A minimum viable product (MVP) in app development is a product (an app) with just enough features to be usable by early users and fulfil the basic requirements of a user who can then provide feedback for future development. In simple terms, an MVP is a fully functional app with essential features to complete the user journey.
“You’re selling the vision and delivering the minimum feature set to visionaries, not everyone.”STEVE BLANK
Going with an MVP means that mobile app developers potentially avoid lengthy and unnecessary work and only goes with minimum coding work that gets work done. to make it clear let’s have a look at the following app screens. These two login screens do the same work but coding time varies from 10-15 hours.
These two login screens for Pinterest do the same thing but screen A will be considered as an MVP and screen B a final product. Both the screens let the user get into the Pinterest app but cost and development times varies. Going with screen A will save developer’s time so the cost of your app development. This is why experts suggest going with an MVP before launching your final product.
Origin of the concept
The concept of an MVP in mobile app development gained popularity when Eric Ries described it in his book the Lean Startup. It is said that it’s being practised since 2009 in the software industry.
Advantages of an MVP
- Developers potentially avoid lengthy and (ultimately) unnecessary work
- The concept can be used to validate a market need for a product and incremental developments of an existing product
- Helps in testing a potential business model to customers to see how the market would react
- Saves your time and cost in developing your app
- To establish a builder’s abilities in crafting the product required
When to use an MVP?
An MVP is recommended in the strategy of experimentation where a product (App) development team can build an (MVP) minimum viable product with (MMF) Minimum Marketable Features to test their product idea in the market – which is focused on earning.
Why it matters?
According to a report from the Project Management Institute (PMI), 14 per cent of IT projects fail.
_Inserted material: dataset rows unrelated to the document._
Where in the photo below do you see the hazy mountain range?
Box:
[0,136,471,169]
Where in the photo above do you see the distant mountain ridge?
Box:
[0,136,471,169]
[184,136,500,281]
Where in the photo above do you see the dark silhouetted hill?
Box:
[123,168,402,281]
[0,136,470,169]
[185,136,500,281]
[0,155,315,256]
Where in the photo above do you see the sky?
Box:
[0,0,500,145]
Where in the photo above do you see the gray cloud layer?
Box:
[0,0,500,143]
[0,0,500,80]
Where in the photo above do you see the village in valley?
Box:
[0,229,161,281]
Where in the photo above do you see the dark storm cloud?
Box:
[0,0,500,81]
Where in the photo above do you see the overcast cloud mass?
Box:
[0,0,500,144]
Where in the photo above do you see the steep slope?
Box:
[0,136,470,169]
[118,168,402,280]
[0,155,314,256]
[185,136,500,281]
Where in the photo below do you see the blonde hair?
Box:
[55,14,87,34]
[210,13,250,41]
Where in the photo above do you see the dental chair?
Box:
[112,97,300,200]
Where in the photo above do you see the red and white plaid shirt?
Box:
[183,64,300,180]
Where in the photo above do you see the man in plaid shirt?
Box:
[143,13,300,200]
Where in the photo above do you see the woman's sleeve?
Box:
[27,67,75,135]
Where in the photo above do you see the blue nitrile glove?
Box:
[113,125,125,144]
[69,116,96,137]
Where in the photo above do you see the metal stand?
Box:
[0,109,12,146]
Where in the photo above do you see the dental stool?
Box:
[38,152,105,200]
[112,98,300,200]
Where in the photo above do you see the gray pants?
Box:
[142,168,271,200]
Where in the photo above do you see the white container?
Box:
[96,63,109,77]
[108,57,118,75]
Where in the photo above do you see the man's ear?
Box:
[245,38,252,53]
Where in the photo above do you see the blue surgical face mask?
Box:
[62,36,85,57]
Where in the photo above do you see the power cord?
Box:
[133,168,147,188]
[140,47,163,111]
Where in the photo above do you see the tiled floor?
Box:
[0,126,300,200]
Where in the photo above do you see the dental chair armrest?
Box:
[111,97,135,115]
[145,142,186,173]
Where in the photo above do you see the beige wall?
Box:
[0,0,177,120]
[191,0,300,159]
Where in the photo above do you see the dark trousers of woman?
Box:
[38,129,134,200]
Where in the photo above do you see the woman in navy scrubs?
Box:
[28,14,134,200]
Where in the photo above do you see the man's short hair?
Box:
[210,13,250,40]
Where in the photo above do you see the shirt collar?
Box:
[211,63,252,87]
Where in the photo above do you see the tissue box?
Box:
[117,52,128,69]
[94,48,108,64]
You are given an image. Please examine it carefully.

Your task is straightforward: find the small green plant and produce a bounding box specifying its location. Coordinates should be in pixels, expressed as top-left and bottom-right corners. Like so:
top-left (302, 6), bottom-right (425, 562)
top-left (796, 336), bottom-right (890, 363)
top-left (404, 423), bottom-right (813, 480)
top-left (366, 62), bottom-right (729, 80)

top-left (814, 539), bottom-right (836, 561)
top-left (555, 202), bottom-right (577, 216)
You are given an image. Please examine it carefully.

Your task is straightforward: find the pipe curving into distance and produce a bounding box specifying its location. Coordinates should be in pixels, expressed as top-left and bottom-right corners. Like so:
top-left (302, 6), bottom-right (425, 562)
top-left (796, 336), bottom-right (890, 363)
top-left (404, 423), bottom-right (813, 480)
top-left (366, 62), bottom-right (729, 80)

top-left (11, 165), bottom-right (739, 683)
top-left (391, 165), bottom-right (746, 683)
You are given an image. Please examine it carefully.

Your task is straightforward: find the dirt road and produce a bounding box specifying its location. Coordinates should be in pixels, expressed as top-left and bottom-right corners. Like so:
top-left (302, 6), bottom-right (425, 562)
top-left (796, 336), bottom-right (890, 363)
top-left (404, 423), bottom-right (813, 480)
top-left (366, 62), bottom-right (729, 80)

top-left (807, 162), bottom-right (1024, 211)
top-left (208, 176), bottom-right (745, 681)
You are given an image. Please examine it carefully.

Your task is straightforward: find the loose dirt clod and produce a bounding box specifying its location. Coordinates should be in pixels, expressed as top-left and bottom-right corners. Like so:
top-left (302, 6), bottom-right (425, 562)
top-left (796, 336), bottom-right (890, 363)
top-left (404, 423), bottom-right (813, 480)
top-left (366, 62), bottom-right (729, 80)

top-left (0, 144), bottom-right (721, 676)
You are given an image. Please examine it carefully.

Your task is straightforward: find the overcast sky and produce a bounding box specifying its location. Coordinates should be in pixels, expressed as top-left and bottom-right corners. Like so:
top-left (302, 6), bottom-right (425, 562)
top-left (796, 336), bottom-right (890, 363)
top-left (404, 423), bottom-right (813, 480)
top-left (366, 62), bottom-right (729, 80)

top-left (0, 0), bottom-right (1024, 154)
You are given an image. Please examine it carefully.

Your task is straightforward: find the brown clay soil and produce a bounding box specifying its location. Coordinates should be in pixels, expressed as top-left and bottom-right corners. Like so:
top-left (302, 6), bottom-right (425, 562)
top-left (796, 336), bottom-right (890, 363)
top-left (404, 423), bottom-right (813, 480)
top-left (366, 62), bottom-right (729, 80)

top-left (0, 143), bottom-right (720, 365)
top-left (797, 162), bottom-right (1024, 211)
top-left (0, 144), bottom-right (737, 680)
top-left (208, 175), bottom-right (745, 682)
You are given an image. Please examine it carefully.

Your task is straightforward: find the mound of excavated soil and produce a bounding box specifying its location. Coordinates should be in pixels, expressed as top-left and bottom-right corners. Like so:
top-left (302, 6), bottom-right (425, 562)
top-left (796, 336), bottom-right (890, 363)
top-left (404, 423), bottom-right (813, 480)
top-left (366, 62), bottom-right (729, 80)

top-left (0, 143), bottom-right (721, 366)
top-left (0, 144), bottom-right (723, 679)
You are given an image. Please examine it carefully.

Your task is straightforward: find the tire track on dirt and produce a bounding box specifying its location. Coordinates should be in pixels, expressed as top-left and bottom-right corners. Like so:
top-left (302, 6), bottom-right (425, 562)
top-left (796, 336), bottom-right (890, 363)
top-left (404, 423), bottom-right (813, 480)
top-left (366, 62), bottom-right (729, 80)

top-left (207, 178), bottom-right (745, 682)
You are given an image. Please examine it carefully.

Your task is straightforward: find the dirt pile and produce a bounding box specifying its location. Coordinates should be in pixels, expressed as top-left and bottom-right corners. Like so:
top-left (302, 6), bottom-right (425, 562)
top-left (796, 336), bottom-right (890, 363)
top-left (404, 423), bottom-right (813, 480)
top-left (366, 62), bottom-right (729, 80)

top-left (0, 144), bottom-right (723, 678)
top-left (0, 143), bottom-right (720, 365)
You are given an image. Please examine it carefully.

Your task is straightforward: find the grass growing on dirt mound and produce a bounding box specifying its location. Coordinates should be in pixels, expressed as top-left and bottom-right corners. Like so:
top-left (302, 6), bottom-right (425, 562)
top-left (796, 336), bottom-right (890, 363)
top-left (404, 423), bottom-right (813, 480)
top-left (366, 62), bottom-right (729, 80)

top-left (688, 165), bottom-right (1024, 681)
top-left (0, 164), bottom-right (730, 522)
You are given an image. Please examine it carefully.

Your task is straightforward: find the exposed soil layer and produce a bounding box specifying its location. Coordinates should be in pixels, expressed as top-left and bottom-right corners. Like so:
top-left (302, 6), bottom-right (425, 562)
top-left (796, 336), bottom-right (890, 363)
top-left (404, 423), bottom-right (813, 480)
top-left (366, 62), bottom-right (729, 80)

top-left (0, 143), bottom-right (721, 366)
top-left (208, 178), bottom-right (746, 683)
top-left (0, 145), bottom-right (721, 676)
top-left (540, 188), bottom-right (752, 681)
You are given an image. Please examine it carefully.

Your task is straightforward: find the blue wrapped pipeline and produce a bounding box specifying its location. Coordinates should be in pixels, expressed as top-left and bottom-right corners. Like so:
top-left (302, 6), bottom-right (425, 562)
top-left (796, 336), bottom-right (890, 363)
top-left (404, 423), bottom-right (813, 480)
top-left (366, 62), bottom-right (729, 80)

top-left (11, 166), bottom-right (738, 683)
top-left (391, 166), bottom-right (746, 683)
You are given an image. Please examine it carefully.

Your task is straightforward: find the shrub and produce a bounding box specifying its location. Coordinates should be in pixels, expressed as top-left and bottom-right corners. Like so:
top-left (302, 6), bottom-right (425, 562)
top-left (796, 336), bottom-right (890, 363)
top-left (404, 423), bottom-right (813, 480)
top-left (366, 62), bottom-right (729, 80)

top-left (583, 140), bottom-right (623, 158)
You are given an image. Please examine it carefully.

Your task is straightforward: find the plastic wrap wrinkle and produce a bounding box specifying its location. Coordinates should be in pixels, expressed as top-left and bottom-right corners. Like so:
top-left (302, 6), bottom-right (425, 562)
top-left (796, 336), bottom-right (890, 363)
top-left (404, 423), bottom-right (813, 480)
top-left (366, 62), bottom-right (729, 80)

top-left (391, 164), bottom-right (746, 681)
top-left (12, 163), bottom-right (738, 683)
However, that number only represents the total failures. Of the projects that didn’t fail outright, 31 per cent didn’t meet their goals, 43 per cent exceeded their initial budgets, and 49 per cent were late.
Success and failure of a project depend on the usability of that project and market demand. Developing a project on time and under the budget is essential to test whether your project will succeed in the market. Going with an MVP ensures you don’t unnecessarily spend time and money on the development you don’t need to launch your Minimum Marketable Product. So, be wise and consider build your MVP to test your app idea in the market.